Лорд Кранмер не спеша пошарил в одном из своих карманов, вытащил сложенный вчетверо листок желтой бумаги, развернул его, положил на колени молодой женщины и заключил:
– В противном случае с завтрашнего дня весь Париж будет засыпан подобными бумажками.
Залетевший в открытые окна легкий ветерок шевелил листок с напечатанным крупным шрифтом текстом, который привел Марианну в отчаяние.
«ИМПЕРАТОР В РУКАХ ВРАГА! Прекрасная любовница Наполеона, певица Мария-Стэлла – в действительности убийца-англичанка на содержании полиции СОЕДИНЕННОГО КОРОЛЕВСТВА…»
На мгновение Марианне показалось, что она сходит с ума. Глаза закрыла красная пелена, в то время как из глубины души вздымалась буря такой ярости, который она никогда не испытывала и которая заглушила отвратительный страх.
– Убийца! – вскрикнула она. – Я никого не убивала. Увы, вы живы!
– Читайте дальше, дорогая, – сладеньким голосом начал Франсис, – вы увидите, что в этом пасквиле ничто не преувеличено. Вы подлинная убийца моей нежной кузины Иви Сен-Альбэн, которую вы умело оглушили тяжелым канделябром после того, как уверовали, что перед вами мой труп. Бедная Иви! Ей повезло меньше, чем мне, оставшемуся благодаря моему другу Стэнтону в этом мире. А она была такой хрупкой, такой деликатной. К несчастью для вас, прежде чем испустить дух, она пришла в себя… буквально на несколько мгновений, как раз чтобы успеть обвинить вас. В Англии за вашу голову назначена премия, милая Марианна!

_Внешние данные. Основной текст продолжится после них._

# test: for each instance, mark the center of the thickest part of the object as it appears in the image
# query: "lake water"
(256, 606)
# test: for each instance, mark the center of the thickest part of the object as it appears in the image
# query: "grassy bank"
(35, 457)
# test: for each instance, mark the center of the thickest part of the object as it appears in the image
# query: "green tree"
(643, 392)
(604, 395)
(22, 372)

У молодой женщины язык прилип к гортани. Она совершенно выпустила из виду ненавистную Иви и, встретив Франсиса живым, даже не подумала о его кузине. К тому же до сего дня она рассматривала дуэль и то, что за нею последовало, как своего рода Божий суд… Но, несмотря на весь ужас положения, она держала себя с достоинством.
– Мы находимся не в Англии, а во Франции… Я полагаю, однако, что вы прибыли сюда, чтобы увезти меня и получить премию?

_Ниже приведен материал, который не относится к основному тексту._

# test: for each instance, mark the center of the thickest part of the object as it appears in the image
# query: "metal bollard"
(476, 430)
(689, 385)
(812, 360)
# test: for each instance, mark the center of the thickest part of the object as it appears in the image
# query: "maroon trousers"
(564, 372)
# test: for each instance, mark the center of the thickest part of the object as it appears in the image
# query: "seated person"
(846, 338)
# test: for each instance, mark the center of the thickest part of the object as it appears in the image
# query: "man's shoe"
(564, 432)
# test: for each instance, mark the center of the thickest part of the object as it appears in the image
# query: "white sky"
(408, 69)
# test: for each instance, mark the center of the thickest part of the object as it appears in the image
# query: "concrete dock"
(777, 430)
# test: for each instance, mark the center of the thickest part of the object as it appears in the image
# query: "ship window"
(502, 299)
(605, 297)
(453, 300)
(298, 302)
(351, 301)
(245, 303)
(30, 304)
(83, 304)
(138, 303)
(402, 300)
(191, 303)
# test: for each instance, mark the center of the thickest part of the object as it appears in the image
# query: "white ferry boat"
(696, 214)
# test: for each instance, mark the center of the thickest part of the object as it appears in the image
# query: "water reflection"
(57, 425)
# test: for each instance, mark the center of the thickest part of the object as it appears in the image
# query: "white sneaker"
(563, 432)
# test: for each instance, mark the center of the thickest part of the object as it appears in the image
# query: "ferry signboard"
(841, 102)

– Право, должен признаться, что я думал и об этом какое-то время, – не смущаясь, ответил лорд Кранмер. – Времена тяжелые. Но, встретив вас так хорошо устроенной в самом сердце французской Империи, я изменил направление моих мыслей. Вы сможете дать мне гораздо больше, чем несколько жалких сотен гиней.
На этот раз Марианна промолчала. Она исчерпала до последнего предела свои возможности сопротивления и безвольно смотрела на желтый листок, где она обвинялась в преднамеренном хладнокровном убийстве прелестной, кроткой кузины ее супруга, которого она безумно ревновала. Написавшая его опытная рука ничего не оставила на волю случая, поэтому и грязь, в которую ее собирались окунуть, была такой отвратительной и гнусной.

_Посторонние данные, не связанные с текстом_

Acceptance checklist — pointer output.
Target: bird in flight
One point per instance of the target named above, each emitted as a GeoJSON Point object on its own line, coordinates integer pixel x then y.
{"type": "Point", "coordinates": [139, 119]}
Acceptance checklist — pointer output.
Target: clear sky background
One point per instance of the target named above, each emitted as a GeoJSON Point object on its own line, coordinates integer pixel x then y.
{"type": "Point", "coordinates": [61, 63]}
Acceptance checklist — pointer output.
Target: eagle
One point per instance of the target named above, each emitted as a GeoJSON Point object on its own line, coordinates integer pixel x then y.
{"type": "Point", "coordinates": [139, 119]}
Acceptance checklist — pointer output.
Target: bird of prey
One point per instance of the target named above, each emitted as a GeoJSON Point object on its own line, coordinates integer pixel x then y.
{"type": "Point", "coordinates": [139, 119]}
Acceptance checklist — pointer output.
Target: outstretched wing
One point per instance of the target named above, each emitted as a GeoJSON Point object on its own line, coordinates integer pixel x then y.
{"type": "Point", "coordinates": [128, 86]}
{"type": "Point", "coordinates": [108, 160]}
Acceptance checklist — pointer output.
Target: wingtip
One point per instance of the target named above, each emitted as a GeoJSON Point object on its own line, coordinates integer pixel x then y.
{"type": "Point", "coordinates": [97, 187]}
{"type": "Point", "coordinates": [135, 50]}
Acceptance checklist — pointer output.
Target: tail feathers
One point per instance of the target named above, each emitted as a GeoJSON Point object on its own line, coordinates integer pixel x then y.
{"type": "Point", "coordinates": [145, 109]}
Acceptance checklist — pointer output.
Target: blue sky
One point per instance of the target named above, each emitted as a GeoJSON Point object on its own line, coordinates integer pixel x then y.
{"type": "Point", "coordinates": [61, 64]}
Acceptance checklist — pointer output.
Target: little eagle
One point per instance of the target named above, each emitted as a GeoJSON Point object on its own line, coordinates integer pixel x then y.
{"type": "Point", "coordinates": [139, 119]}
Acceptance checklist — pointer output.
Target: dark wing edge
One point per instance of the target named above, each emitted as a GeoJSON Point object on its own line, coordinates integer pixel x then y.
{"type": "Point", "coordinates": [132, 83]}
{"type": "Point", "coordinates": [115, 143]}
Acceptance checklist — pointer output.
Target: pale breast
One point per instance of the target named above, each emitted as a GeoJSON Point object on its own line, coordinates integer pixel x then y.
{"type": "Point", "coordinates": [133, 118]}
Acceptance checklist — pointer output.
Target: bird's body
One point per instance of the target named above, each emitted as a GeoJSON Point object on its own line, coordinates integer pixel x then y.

– Наконец, – сказал Франсис, словно не замечая ее молчания, – я задумал чисто и просто похитить вас. Я назначил вам свидание в принадлежащих одному другу развалинах и надеялся, что вы приедете туда, но что-то вызвало ваши подозрения, чему я, кстати, очень рад… Теснимый необходимостью, я вообразил, что Бони заплатит кругленькую сумму, чтобы получить в целости и сохранности свою прекрасную наложницу, но это был немного поспешный и, как следствие, неверный расчет… Есть гораздо лучшие возможности!
Итак, это он ждал ее в Ляфоли. Марианна восприняла его слова равнодушно. Она была за гранью здравомыслия и четких ощущений. Совсем близко от кареты раздались пронизывающие залитый солнцем воздух звуки фанфар, которым аккомпанировал рокот барабанов, словно рождавшийся в глубинах самого Парижа и распространявшийся со скоростью и силой грома. Свадебный кортеж должен был вот-вот появиться, но озабоченная своими собственными проблемами Марианна перестала обращать внимание на шум снаружи и растущее возбуждение толпы. Слишком уж разящим был контраст между празднично одетыми, смеющимися, взволнованными людьми и дуэлью, более жестокой, может быть, чем в Селтоне, сценой для которой стала ее карета.
– Вот и кортеж. Поговорим позже! Поговорим позже, ибо в таком шуме это немыслимо, – заметил Франсис, усаживаясь поудобней с видом человека, которому предстоит закончить начатое. – Мы продолжим нашу беседу, когда этот поток схлынет!
В самом деле, сверкающая река с удивительной игрой красок залила Елисейские Поля и величественно катилась к Тюильри под пение меди, барабанный бой, выстрелы пушки и возгласы «Да здравствует Император!». Громадная площадь, до того забитая, что яркие краски костюмов сливались в сплошную сероватую массу, словно вспучилась. Отовсюду доносились голоса, комментирующие порядок кортежа.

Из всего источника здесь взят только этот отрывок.